Mustafa Denizli'nin bence başından sonuna yanlış olan Fenerbahçe serüveni, sağlığını daha fazla tehlikeye sokmadan sona erdi. Fenerbahçe Başkanı Aziz Yıldırım "Denizli beni kanser etti" demiş.. Gerçekte kanser olan biri varsa, o da Mustafa Denizli idi.. Dün gece onu, aylardan beri ilk kez neşeli, ilk kez yüzüne renk gelmiş gördüm.. Denizli sağlığını kazandı.. Hem fiziksel, hem de ruhsal sağlığını kazandı. Bu yüzden, hakkındaki oylama 22'ye 22 "Gitsin" diye çıkınca "Denizli'nin dostu kalmadı" diye başlık atanlara katılmıyorum.. O oylamada ben de olsaydım "Gitsin" diye oy kullanırdım. Sevgili dostumu bu işkenceden kurtarmak için..
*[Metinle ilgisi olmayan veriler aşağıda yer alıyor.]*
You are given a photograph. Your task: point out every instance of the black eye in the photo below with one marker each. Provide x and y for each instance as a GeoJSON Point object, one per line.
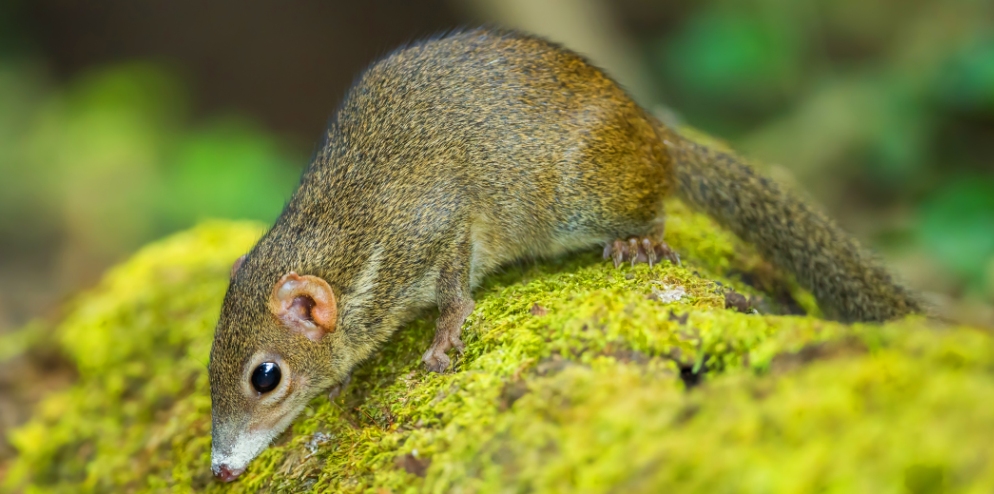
{"type": "Point", "coordinates": [266, 377]}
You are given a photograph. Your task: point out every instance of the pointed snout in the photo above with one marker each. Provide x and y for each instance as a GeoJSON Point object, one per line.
{"type": "Point", "coordinates": [226, 473]}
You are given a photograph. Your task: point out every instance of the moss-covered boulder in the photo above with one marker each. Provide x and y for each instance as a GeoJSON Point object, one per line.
{"type": "Point", "coordinates": [577, 377]}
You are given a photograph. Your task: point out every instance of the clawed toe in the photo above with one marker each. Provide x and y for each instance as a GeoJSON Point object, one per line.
{"type": "Point", "coordinates": [640, 250]}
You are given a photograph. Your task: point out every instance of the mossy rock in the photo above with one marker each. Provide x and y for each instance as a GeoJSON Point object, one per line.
{"type": "Point", "coordinates": [577, 377]}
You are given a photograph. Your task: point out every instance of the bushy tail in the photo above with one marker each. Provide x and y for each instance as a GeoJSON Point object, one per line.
{"type": "Point", "coordinates": [849, 283]}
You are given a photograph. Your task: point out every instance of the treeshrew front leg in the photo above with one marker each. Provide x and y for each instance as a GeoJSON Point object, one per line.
{"type": "Point", "coordinates": [454, 304]}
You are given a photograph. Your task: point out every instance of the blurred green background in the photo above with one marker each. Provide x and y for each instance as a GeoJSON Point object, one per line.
{"type": "Point", "coordinates": [121, 122]}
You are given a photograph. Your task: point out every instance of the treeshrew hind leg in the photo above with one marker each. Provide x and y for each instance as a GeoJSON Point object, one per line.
{"type": "Point", "coordinates": [640, 250]}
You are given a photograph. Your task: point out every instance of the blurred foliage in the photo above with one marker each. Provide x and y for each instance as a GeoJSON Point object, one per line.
{"type": "Point", "coordinates": [111, 159]}
{"type": "Point", "coordinates": [883, 108]}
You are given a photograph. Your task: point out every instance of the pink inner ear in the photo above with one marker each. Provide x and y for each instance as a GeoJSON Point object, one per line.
{"type": "Point", "coordinates": [301, 307]}
{"type": "Point", "coordinates": [305, 304]}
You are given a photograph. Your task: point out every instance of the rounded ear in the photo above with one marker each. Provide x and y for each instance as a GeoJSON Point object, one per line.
{"type": "Point", "coordinates": [305, 304]}
{"type": "Point", "coordinates": [237, 265]}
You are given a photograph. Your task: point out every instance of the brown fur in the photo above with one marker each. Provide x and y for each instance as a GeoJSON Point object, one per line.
{"type": "Point", "coordinates": [455, 155]}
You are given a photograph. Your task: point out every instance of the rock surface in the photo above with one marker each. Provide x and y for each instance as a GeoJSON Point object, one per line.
{"type": "Point", "coordinates": [577, 377]}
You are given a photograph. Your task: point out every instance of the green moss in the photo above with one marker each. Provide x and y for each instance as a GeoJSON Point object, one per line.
{"type": "Point", "coordinates": [576, 377]}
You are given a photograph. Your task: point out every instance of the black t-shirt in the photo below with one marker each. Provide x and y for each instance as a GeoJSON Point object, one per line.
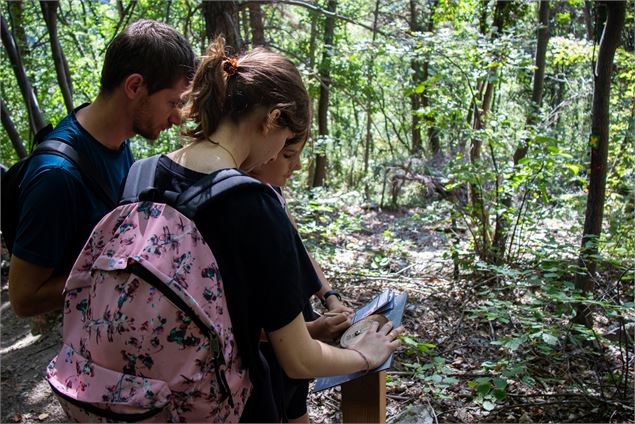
{"type": "Point", "coordinates": [266, 273]}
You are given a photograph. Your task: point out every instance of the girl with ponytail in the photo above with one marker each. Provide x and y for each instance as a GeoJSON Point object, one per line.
{"type": "Point", "coordinates": [239, 113]}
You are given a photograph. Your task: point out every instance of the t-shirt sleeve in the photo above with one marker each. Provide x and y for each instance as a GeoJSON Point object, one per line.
{"type": "Point", "coordinates": [48, 205]}
{"type": "Point", "coordinates": [258, 256]}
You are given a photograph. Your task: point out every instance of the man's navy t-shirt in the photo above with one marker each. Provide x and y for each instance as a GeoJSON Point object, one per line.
{"type": "Point", "coordinates": [57, 210]}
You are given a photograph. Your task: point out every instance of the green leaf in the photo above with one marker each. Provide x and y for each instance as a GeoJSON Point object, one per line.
{"type": "Point", "coordinates": [499, 394]}
{"type": "Point", "coordinates": [500, 383]}
{"type": "Point", "coordinates": [484, 388]}
{"type": "Point", "coordinates": [488, 405]}
{"type": "Point", "coordinates": [549, 339]}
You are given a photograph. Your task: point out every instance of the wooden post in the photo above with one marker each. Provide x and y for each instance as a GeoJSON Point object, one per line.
{"type": "Point", "coordinates": [364, 399]}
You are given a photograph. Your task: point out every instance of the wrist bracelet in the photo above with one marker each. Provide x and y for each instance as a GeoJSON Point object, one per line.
{"type": "Point", "coordinates": [364, 357]}
{"type": "Point", "coordinates": [330, 293]}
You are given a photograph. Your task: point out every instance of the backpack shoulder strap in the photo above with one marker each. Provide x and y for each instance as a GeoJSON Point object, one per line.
{"type": "Point", "coordinates": [212, 187]}
{"type": "Point", "coordinates": [91, 178]}
{"type": "Point", "coordinates": [140, 179]}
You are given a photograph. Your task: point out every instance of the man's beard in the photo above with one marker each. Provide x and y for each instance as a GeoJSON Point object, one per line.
{"type": "Point", "coordinates": [141, 124]}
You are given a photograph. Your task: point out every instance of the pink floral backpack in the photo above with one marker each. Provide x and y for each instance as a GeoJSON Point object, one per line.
{"type": "Point", "coordinates": [147, 333]}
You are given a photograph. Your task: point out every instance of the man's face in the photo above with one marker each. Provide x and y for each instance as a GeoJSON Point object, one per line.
{"type": "Point", "coordinates": [159, 111]}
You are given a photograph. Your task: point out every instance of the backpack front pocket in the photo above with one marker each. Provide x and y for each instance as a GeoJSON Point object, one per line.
{"type": "Point", "coordinates": [90, 392]}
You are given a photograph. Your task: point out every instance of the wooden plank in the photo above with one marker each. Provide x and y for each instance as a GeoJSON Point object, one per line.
{"type": "Point", "coordinates": [364, 399]}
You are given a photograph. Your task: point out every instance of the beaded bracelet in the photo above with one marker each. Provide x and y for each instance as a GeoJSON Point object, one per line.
{"type": "Point", "coordinates": [364, 357]}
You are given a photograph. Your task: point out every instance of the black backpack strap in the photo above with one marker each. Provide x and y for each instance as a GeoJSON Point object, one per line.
{"type": "Point", "coordinates": [91, 178]}
{"type": "Point", "coordinates": [210, 188]}
{"type": "Point", "coordinates": [140, 180]}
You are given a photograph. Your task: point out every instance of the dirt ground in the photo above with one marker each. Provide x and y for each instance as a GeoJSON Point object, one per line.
{"type": "Point", "coordinates": [437, 314]}
{"type": "Point", "coordinates": [26, 396]}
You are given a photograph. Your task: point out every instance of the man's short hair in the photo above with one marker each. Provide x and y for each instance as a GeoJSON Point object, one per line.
{"type": "Point", "coordinates": [152, 49]}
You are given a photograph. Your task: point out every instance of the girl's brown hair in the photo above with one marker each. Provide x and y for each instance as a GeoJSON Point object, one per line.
{"type": "Point", "coordinates": [234, 87]}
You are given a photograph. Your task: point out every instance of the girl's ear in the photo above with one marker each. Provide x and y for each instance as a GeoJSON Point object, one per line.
{"type": "Point", "coordinates": [133, 86]}
{"type": "Point", "coordinates": [270, 120]}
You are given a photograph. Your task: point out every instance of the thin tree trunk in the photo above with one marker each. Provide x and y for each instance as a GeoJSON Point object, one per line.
{"type": "Point", "coordinates": [501, 231]}
{"type": "Point", "coordinates": [588, 19]}
{"type": "Point", "coordinates": [49, 10]}
{"type": "Point", "coordinates": [16, 12]}
{"type": "Point", "coordinates": [483, 243]}
{"type": "Point", "coordinates": [325, 82]}
{"type": "Point", "coordinates": [255, 21]}
{"type": "Point", "coordinates": [539, 75]}
{"type": "Point", "coordinates": [36, 120]}
{"type": "Point", "coordinates": [598, 141]}
{"type": "Point", "coordinates": [13, 134]}
{"type": "Point", "coordinates": [369, 100]}
{"type": "Point", "coordinates": [418, 77]}
{"type": "Point", "coordinates": [433, 132]}
{"type": "Point", "coordinates": [221, 19]}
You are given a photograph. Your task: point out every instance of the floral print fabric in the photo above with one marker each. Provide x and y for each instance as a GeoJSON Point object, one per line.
{"type": "Point", "coordinates": [127, 349]}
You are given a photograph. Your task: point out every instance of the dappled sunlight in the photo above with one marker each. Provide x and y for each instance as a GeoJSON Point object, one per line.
{"type": "Point", "coordinates": [26, 341]}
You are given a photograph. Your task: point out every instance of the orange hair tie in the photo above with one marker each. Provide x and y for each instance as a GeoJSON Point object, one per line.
{"type": "Point", "coordinates": [230, 65]}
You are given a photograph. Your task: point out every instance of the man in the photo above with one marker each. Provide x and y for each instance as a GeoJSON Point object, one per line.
{"type": "Point", "coordinates": [146, 70]}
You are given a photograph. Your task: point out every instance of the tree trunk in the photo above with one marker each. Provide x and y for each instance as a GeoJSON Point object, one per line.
{"type": "Point", "coordinates": [539, 75]}
{"type": "Point", "coordinates": [501, 231]}
{"type": "Point", "coordinates": [369, 100]}
{"type": "Point", "coordinates": [16, 12]}
{"type": "Point", "coordinates": [588, 19]}
{"type": "Point", "coordinates": [36, 120]}
{"type": "Point", "coordinates": [255, 21]}
{"type": "Point", "coordinates": [598, 141]}
{"type": "Point", "coordinates": [221, 18]}
{"type": "Point", "coordinates": [417, 100]}
{"type": "Point", "coordinates": [49, 10]}
{"type": "Point", "coordinates": [433, 132]}
{"type": "Point", "coordinates": [325, 82]}
{"type": "Point", "coordinates": [484, 239]}
{"type": "Point", "coordinates": [14, 136]}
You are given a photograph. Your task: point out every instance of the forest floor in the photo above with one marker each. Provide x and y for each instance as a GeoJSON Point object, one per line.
{"type": "Point", "coordinates": [435, 375]}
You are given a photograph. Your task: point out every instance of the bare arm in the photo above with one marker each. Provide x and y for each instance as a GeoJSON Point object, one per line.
{"type": "Point", "coordinates": [326, 328]}
{"type": "Point", "coordinates": [303, 357]}
{"type": "Point", "coordinates": [32, 290]}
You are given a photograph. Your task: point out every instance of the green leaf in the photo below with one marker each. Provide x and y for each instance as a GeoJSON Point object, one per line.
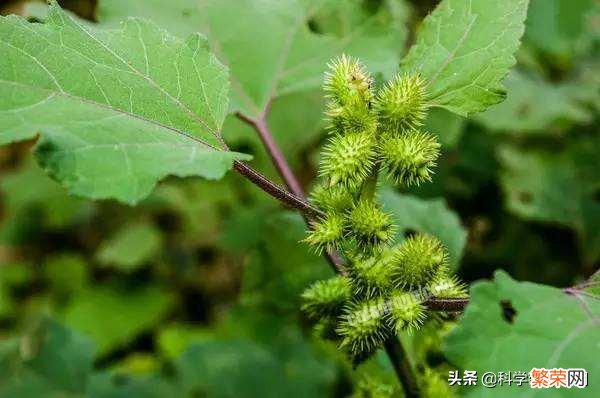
{"type": "Point", "coordinates": [112, 317]}
{"type": "Point", "coordinates": [464, 49]}
{"type": "Point", "coordinates": [556, 187]}
{"type": "Point", "coordinates": [130, 247]}
{"type": "Point", "coordinates": [516, 326]}
{"type": "Point", "coordinates": [535, 106]}
{"type": "Point", "coordinates": [113, 115]}
{"type": "Point", "coordinates": [560, 28]}
{"type": "Point", "coordinates": [431, 216]}
{"type": "Point", "coordinates": [448, 126]}
{"type": "Point", "coordinates": [50, 361]}
{"type": "Point", "coordinates": [278, 268]}
{"type": "Point", "coordinates": [34, 203]}
{"type": "Point", "coordinates": [273, 52]}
Sabah gazetesi bana olaylar sırasında "Ne diyorsun" diye sorduğunda "Kendi düşen ağlamaz" demiştim..
Mustafa Denizli başından sonuna yaptığı hatalar dizisi sonunda bu günlere geldi. Gelmesine ben hiç şaşmadım. Çünkü böyle olacağını başından beri görüyordum. Denizli görmedi, ya da görmek istemedi..
İşte size bir özet!..
1- Milli takımdan ayrılması hataydı.. Mustafa Denizli, Türk Milli takımının şerefli yenilgiler, onurlu beraberlikler afyonundan kurtulup, riskleri göze alarak "Kazanma" amacına girmesini sağlayan, çıtayı yükselten, Türkiye'ye "Hücum Futbolu"nu getiren ve gerek kulüpler, gerek milli takım bazında, bugün ulaştığımız seviyenin temelini atan adamdı. Kendi başlattığı hareketi, 2000 yılında, Türkiye'yi tarihinde ilk kez Avrupa'da çeyrek final oynatarak, yani Avrupa'nın en iyi sekiz takımı arasına sokarak doruğa ulaştırmıştı.. Çekilen Dünya Kupası eleme kuralarında Türkiye en bedava guruba düşmüştü. Final garanti idi.. 1998 Dünya Kupası'nı Paris'te birlikte izlerken, Mustafa Hoca başını duvardan duvara vuruyordu.. "Ah burada olacaktık" diye.. 2002 Dünya Kupasına giderken, Dünya futbolundaki gerileme daha da net ortaya çıkmıştı. Yani Kore/ Japonya'da da en az bir çeyrek final ışığı yanmıştı.. Avrupa finallerine kalıp çeyrek final oynadıktan sonra, Dünya Kupasında da finale kalıp bu ikisini başaran ilk ve tek hoca olmak, hele Dünya Kupasında, Piontek'in Danimarkası gibi fırtınalaşıp efsane olma fırsatı, hocanın avcuna konmuştu.. Hayatının en yanlış kararını verdi, bıraktı, gitti.. "Üç ayda bir, bir hafta toplanıp idman yapmak bana yetmiyor. Ben haftalık heyecanların adamıyım" diyordu bana.. Ama ben asıl sebebin, Şampiyonlar Liginde sahaya çıkmak ve Avrupa'ya kendisini bir kez daha hatırlatmak olduğunu hissediyordum.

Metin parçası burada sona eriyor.